Né si tratta solo di bioetica, perché quelle di Fini sulla vita e sulla famiglia sono applicazioni di principi generali sull’autodeterminazione, e su una libertà svincolata da una legge morale naturale e non negoziabile, che emergono anche in altri campi. L’evocazione della libertà e del futuro non è specificamente «di destra». Né lo è quella della legalità come obbedienza formale alla legge, a meno che sia accompagnata dalla chiara affermazione secondo cui le leggi che non rispettano i principi del diritto naturale non sono vere leggi. Inoltre, il rispetto della legge naturale e del principio di sussidiarietà non può non accompagnarsi a un giudizio storico preciso su chi ha costruito una politica che ha teorizzato la negazione di quella legge e di quel principio, dai padri della Rivoluzione francese a molti di quelli del Risorgimento, ideologia statalista e centralista da tenere distinta dal fatto storico dell’unità politica dell’Italia. I giudizi storici di Fini vanno precisamente in senso contrario.

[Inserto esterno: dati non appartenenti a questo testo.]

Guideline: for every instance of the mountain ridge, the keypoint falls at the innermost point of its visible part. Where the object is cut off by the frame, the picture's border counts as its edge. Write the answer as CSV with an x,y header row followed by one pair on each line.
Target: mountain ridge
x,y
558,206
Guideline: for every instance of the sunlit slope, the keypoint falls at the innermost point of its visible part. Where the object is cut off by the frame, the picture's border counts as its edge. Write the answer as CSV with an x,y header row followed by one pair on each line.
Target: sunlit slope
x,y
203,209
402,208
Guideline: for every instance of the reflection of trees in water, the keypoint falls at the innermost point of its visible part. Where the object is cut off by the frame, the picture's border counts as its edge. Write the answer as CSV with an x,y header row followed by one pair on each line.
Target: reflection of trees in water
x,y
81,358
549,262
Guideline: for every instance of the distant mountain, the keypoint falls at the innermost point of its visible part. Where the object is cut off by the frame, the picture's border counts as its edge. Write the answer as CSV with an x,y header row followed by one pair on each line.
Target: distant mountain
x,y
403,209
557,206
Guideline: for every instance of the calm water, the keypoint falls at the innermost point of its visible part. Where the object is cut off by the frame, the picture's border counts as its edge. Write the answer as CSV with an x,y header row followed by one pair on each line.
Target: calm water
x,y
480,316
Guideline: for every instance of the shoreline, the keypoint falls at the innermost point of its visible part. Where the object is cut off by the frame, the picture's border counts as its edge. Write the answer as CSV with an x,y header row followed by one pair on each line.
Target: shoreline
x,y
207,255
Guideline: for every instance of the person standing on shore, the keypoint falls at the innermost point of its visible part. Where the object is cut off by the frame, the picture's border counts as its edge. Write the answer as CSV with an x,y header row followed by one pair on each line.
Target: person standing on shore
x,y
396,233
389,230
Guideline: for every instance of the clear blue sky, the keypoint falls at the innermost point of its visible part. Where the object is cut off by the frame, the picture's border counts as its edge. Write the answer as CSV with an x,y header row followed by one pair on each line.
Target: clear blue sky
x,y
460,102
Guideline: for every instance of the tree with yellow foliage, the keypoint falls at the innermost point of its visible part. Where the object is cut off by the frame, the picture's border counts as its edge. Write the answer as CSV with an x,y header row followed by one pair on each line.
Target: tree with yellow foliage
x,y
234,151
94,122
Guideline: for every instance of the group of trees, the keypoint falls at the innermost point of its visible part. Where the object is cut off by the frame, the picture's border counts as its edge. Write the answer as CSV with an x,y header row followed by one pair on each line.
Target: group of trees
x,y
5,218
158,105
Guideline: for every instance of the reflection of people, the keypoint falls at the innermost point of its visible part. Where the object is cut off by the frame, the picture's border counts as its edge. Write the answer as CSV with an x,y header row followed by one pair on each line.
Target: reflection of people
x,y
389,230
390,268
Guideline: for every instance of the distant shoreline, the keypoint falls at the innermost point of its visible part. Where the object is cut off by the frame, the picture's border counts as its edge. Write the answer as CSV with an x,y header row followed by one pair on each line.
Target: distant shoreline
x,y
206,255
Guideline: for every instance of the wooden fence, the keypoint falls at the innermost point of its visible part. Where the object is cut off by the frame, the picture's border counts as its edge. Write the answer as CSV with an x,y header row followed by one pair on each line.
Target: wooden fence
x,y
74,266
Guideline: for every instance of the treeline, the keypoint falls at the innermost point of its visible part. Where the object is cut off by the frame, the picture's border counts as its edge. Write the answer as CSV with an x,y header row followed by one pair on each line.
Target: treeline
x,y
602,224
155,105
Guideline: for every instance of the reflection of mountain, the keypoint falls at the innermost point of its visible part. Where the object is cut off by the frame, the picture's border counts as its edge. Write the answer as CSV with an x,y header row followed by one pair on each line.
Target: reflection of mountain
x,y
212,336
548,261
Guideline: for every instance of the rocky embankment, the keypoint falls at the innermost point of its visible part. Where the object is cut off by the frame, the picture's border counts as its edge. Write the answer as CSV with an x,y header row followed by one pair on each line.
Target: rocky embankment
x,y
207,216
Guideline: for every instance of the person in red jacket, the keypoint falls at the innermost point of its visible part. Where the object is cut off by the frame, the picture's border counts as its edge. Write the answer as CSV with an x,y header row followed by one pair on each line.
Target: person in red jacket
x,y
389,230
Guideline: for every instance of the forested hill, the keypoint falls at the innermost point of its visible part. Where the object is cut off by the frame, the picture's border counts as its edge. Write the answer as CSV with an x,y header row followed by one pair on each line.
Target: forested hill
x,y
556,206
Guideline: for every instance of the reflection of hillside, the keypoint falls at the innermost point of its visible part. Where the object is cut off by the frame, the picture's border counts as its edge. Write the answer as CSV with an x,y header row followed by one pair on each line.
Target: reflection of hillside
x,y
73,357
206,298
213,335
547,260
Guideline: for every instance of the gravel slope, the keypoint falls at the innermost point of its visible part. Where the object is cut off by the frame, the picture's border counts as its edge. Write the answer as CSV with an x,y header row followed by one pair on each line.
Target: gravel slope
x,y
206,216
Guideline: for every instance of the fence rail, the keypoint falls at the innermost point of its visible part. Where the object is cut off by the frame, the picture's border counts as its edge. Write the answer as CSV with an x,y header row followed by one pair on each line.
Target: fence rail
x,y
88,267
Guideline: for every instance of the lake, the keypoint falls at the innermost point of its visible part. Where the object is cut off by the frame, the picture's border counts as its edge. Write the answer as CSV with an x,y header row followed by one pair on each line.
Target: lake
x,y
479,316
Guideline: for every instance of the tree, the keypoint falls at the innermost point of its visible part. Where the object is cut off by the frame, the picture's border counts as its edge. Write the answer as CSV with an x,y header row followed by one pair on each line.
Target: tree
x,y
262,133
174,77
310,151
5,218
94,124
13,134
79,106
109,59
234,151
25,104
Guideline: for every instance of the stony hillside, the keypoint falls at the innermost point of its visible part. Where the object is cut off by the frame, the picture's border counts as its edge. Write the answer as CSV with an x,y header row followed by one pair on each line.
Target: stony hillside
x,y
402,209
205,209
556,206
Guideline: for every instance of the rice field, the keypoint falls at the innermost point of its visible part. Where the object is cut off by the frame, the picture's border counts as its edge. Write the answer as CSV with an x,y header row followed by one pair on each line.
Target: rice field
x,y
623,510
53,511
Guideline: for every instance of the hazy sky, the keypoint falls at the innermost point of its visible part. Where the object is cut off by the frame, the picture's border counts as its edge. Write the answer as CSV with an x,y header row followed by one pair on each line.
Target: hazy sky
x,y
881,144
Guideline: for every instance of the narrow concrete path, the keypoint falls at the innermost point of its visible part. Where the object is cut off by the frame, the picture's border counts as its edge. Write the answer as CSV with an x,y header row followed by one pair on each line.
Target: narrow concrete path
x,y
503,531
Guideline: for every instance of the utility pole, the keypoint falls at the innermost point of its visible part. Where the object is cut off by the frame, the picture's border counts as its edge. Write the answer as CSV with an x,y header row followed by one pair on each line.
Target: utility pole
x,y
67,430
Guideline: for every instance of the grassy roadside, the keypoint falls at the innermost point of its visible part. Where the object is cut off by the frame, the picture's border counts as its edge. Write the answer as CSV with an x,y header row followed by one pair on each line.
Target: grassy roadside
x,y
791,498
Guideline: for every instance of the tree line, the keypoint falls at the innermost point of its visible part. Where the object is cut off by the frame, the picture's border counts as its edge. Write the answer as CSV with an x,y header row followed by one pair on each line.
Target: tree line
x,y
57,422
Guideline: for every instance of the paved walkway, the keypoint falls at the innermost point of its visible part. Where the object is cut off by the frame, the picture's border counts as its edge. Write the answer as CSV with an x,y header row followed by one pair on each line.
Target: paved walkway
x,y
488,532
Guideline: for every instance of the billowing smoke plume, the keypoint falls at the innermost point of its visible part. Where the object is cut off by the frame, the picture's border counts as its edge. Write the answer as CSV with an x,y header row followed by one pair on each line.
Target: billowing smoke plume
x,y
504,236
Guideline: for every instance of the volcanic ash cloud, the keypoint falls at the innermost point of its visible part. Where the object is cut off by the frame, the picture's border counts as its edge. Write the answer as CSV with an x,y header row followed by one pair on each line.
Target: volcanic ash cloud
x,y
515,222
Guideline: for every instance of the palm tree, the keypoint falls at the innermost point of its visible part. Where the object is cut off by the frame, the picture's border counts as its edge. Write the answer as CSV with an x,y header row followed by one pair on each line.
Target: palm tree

In un contesto democratico nessuno può naturalmente vietare a Fini di presentare le sue idee e i suoi programmi all’attenzione degli elettori. Si può però contestare la sua pretesa di spacciarli come «di destra». E si può – anzi, si deve – svolgere un’opera pedagogica che richiami le nozioni di vera e di falsa destra. Humpty Dumpty, quando pretende che il significato delle parole sia indipendente dalla realtà e sia diventato una questione di puro potere, non è soltanto grottesco ma è anche pericoloso. Va combattuto seriamente. Alimentando la speranza con la filastrocca che Alice «ripeteva dolcemente a se stessa:

Humpty Dumpty sedeva sul muro,

Humpty Dumpty cascò sul duro,

tutti i fanti che accorsero tosto

non seppero alzarlo e rimetterlo a posto» (Attraverso lo specchio, cap. 6).